TODS follows the design principal of D3M.
The toolkit wraps each function into
Primitive class with an unified
interface for various functionalities. The goal of this toolkit is to enable
the users to easily develop outlier detection system for multivariate time series data.
TODS provides three pervasive outlier scenarios for the given time series data.
Point-wise Outliers are the outliers that occur on time points. In other words, each time point in the time series data could be an outlier.
Pattern-wise Outliers refer to the scenario that each outlier is define as a subsequence. It is also known as collective outlier detection.
System-wise Outliers are defined as a set of time series. For example, each set of time series represents a device (system) that equipped with multiple sensors, where each sensor is represented as an univariate time series. The goal is to detect the anomalous devices from the normal ones.
TODS High-level Design¶
Following the typical machine learning pipeline, there are 6 modules lie in TODS: Data prociessing, time series processing, feature analysis, detection algorithms and reinforcement module.

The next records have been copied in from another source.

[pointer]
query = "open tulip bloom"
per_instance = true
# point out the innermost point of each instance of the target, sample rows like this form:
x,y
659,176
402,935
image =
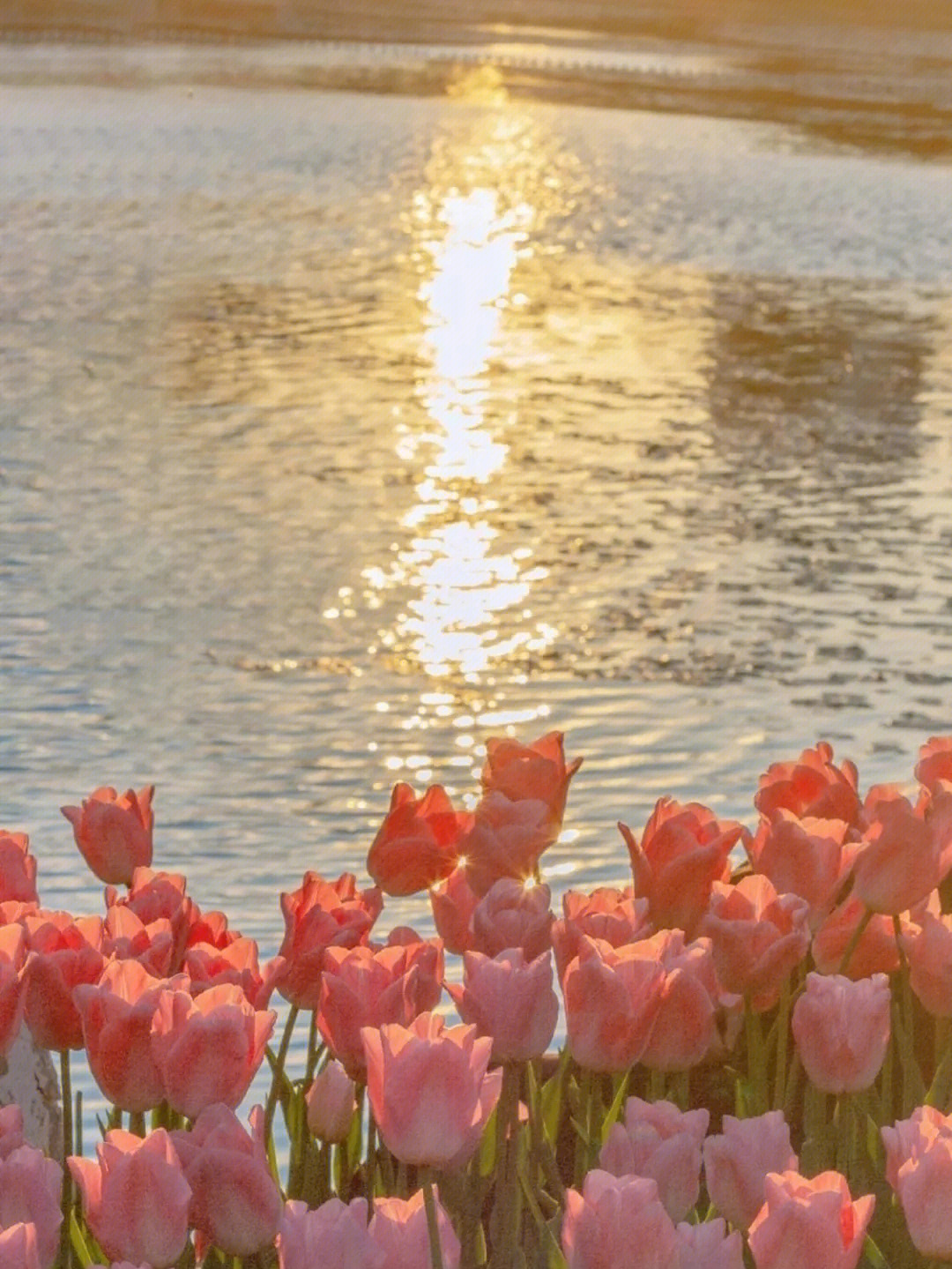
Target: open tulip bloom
x,y
752,1029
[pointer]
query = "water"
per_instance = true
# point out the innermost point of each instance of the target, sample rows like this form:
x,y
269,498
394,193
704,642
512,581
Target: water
x,y
340,431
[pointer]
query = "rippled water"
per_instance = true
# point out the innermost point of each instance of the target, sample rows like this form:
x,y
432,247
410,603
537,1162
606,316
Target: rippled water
x,y
341,431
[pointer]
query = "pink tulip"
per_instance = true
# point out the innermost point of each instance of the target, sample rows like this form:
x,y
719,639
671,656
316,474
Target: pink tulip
x,y
809,1223
710,1246
316,916
812,786
659,1141
613,997
31,1185
512,915
333,1236
509,1000
331,1103
428,1089
208,1049
115,832
683,850
738,1159
18,870
234,1202
135,1198
842,1028
618,1222
758,938
398,1228
367,988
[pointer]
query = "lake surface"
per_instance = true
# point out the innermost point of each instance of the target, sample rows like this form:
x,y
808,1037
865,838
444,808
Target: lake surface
x,y
340,431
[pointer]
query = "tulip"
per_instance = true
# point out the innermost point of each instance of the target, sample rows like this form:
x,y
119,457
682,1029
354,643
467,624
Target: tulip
x,y
398,1228
738,1159
234,1202
18,870
659,1141
683,850
208,1049
809,1223
842,1031
115,832
316,916
417,844
31,1187
613,997
511,1000
331,1103
136,1198
618,1222
333,1236
449,1066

Data processing aims on processing data following the tabular fashion. The functionalities including: dataset loading, data filtering, data validation, data binarization, and timestamp transformation.

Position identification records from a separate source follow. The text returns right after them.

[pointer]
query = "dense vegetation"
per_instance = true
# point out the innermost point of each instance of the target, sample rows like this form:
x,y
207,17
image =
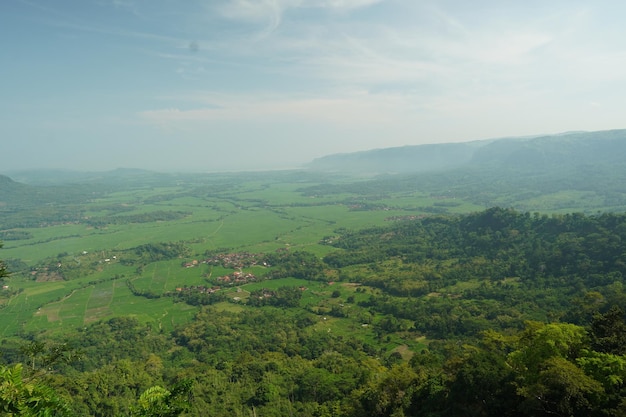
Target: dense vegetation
x,y
516,314
309,294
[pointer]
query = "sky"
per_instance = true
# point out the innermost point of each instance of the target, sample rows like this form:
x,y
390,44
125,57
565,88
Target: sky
x,y
210,85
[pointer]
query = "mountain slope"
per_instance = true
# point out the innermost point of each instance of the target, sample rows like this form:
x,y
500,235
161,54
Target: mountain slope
x,y
545,153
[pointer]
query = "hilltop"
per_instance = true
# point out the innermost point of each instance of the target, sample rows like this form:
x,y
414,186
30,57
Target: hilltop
x,y
547,153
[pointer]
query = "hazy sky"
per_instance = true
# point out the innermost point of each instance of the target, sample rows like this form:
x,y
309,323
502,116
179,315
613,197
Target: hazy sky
x,y
251,84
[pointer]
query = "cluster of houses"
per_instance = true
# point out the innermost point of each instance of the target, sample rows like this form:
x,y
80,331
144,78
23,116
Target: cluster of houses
x,y
402,218
229,260
199,288
237,277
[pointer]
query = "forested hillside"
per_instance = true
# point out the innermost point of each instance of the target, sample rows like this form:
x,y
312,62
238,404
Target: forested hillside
x,y
492,313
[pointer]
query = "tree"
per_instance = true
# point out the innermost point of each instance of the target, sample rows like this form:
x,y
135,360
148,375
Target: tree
x,y
20,396
157,401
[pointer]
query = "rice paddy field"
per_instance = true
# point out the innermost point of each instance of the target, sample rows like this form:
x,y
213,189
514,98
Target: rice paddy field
x,y
75,262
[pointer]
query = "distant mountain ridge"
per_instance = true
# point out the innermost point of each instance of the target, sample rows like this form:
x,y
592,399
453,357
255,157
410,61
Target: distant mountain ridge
x,y
531,153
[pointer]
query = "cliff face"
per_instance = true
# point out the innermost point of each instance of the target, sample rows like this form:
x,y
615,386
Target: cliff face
x,y
542,153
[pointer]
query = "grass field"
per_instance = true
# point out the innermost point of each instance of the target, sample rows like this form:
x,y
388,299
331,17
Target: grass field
x,y
228,213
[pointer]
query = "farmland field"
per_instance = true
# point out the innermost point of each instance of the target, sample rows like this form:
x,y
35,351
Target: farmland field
x,y
79,263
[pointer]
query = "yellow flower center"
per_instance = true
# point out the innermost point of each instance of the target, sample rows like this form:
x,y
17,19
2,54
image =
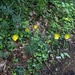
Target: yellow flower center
x,y
56,36
66,19
67,36
15,37
26,30
35,27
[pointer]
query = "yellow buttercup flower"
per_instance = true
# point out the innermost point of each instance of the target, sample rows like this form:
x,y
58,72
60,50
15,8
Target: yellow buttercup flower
x,y
66,19
35,27
26,30
56,36
67,36
15,37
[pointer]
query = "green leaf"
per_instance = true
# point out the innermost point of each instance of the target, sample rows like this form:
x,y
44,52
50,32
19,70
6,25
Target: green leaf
x,y
62,55
66,54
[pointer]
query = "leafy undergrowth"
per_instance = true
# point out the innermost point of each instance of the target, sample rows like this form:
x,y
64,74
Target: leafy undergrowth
x,y
37,37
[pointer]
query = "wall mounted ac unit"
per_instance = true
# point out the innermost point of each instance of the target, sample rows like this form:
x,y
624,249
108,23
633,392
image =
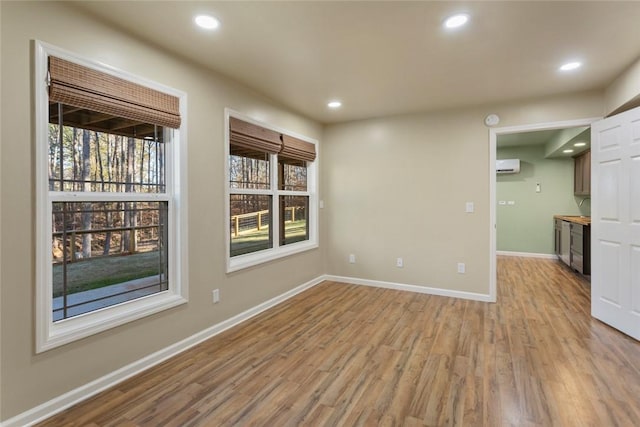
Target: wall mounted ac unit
x,y
508,166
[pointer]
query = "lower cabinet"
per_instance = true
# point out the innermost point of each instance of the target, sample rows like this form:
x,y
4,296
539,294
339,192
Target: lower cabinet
x,y
573,245
581,248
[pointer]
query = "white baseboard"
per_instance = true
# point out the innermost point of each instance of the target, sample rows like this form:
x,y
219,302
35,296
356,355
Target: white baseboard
x,y
60,403
412,288
527,254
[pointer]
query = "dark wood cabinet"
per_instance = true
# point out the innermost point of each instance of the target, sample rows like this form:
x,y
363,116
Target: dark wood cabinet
x,y
582,174
581,248
558,236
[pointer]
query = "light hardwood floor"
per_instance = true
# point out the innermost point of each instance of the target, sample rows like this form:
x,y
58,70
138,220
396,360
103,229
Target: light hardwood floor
x,y
346,355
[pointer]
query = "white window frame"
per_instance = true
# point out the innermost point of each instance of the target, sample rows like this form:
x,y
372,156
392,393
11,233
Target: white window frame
x,y
240,262
50,334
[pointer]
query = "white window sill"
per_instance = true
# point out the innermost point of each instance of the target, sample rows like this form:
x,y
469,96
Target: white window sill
x,y
81,326
241,262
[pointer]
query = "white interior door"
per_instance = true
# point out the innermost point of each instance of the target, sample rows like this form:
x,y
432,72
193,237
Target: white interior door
x,y
615,226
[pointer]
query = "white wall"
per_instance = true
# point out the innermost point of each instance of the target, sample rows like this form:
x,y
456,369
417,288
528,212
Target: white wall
x,y
624,92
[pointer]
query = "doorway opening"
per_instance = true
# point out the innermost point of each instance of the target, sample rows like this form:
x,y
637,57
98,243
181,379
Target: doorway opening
x,y
522,204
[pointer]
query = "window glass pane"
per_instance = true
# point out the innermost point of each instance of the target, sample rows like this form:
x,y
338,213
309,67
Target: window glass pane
x,y
97,152
294,226
250,223
292,174
248,168
106,253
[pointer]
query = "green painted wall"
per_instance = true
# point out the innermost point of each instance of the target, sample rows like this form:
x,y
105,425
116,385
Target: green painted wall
x,y
527,226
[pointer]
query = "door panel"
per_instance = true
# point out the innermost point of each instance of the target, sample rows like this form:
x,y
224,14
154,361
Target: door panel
x,y
610,257
615,221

Time series processing provides multiple time series-specific preprocessing techniques including: seasonality/trend decomposition, time series transformation/scaling/smoothing.
Feature analysis module provides exhaustive feature extraction techniques from three aspects: Time domain, frequency domain and latent factor models. There are 30 feature extraction methods including statistical methods, time series filters, spectral transformations, and matrix factorization models.
Based on the three scenarios above, we provide multiple algorithms including traditional approaches (e.g. IForest, Autoregression), heuristic methods (e.g. HotSax algorithm, Matrix Profile), deep learning methods (e.g. RNN-LSTM, GAN, VAE), and ensemble methods to address each kind of outlier.
Reinforcement module is designed for improve the existed model with human expertise. Specifically, rule-based filtering has been developed to allow users to transform the domain knowledge into rule filters, active learning based methods will be involved in the near future as well.